Préparer son corps à l'allaitement
L’allaitement est une expérience très engageante corporellement. Il est le fruit d’un corps-accord entre la mère et son enfant ainsi qu’entre l’homme et la femme
Écouter son corps pour mieux écouter son bébé
Les sensations corporelles pendant la grossesse
Mettons-nous à l’écoute et essayons de sentir ce que le corps vit lors de cette transformation^ Le corps révèle la manière dont le moi de chacun s’est construit, structuré, protégé ou muré au fur et à mesure de la confrontation aux expériences de la vie.
Le corps-maison
Et si nous comparions notre corps à une maison, avec ses portes, ses fenêtres, ses cheminées ? Selon chacun, on trouve beaucoup d’ouvertures, qui permettent à l’air et à la lumière de passer, et aux échanges avec l’extérieur de se faire librement, ou bien peu d’ouvertures, et les issues de la maison sont fermées, verrouillées, parfois à double tour de peur de l’agression extérieure. Certains ouvrent la porte à qui veut bien entrer, tant leur demande d’amour et de reconnaissance est grande ; d’autres la laissent toujours fermée de peur de perdre ou de se faire dérober quelque chose. Cette maison, qui donnait peut-être une impression d’immobilité et de silence, se met, pendant la grossesse, à bouger, à s’agiter, à vivre de l’intérieur. C’est un moment où le corps révèle son intérieur et sa profondeur. Il est même touché de l’intérieur par quelqu’un qui en palpe les murs. Ceux-ci deviennent mouvants, et leur évolution constante menace les limites habituelles. La grossesse entraîne le corps vers plus d’espace et vers l’ouverture : celle du bassin, des cuisses, du col de l’utérus et du périnée.
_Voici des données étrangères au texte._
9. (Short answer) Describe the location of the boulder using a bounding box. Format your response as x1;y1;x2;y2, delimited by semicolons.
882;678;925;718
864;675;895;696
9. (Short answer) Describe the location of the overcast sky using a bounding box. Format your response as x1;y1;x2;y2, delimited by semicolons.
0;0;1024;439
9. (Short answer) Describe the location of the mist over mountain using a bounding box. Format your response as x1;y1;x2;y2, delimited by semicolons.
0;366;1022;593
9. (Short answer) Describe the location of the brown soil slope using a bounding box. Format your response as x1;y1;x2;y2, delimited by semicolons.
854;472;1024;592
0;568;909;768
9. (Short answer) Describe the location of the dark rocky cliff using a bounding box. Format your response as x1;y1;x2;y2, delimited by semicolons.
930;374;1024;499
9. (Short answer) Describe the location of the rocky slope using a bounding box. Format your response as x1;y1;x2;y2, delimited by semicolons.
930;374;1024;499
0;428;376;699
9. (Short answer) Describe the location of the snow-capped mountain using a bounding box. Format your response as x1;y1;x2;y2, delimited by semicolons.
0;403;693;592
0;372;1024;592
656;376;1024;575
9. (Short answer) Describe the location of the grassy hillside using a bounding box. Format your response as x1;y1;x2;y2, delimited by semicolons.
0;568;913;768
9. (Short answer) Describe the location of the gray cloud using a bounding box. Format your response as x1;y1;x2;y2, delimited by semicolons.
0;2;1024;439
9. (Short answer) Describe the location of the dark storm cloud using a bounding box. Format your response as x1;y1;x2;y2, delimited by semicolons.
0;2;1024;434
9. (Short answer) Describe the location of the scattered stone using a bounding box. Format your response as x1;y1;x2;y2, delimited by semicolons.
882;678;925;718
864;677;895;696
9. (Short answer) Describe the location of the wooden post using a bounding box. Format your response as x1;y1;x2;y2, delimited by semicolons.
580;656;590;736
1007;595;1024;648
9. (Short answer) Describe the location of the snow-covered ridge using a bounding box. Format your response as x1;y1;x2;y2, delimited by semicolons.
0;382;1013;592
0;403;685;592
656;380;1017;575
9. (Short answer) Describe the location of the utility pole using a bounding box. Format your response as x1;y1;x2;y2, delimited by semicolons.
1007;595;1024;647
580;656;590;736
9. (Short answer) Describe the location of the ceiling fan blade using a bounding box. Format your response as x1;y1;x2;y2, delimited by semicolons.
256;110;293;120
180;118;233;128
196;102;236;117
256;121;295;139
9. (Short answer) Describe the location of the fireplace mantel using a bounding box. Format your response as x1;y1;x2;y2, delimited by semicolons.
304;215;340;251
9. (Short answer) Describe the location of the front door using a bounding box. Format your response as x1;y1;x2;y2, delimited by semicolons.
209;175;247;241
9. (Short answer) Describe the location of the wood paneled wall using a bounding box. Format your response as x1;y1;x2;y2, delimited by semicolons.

Le corps : pôle-terre de l’univers humain
Le corps est directement relié à la nature. Écouter les sensations de son corps permet la prise de conscience des lois naturelles qui œuvrent en lui, qui le régissent.
Et si le corps était un paysage ?
Le corps, dans ces moments, peut évoquer différents paysages de la terre.
La grossesse : paysage vallonné de formes et de courbes douces et rondes, rassemblées autour de la mer originelle et protectrice de la vie qui s’y élabore.
La naissance : volcan qui s’ouvre, traversé par le souffle impétueux de la vie. Le volcan, nous dit Le Petit Robert, est « un orifice de l’écorce terrestre qui met en communication les régions internes (magma) et la surface, et donne généralement naissance à un édifice naturel (cône montagne) ». L’allaitement : le mont des seins fait jaillir la source nourricière de la vie.
Le corps, comme la terre, émet des bruits, des odeurs, des liquides et des matières. L’accouchement et l’allaitement révèlent encore plus nettement ces paysages par tous les orifices, qui sont alors en pleine activité. Les eaux matricielles s’écoulent, le rectum se vide, l’utérus saigne, les pores suent, les yeux pleurent d’émotion et les seins coulent. Toute l’eau de la mère-mer s’écoule du centre corps-terre vers l’extérieur. Le principe féminin symbolisé par l’eau et par la terre est, dans la maternité, à son apogée.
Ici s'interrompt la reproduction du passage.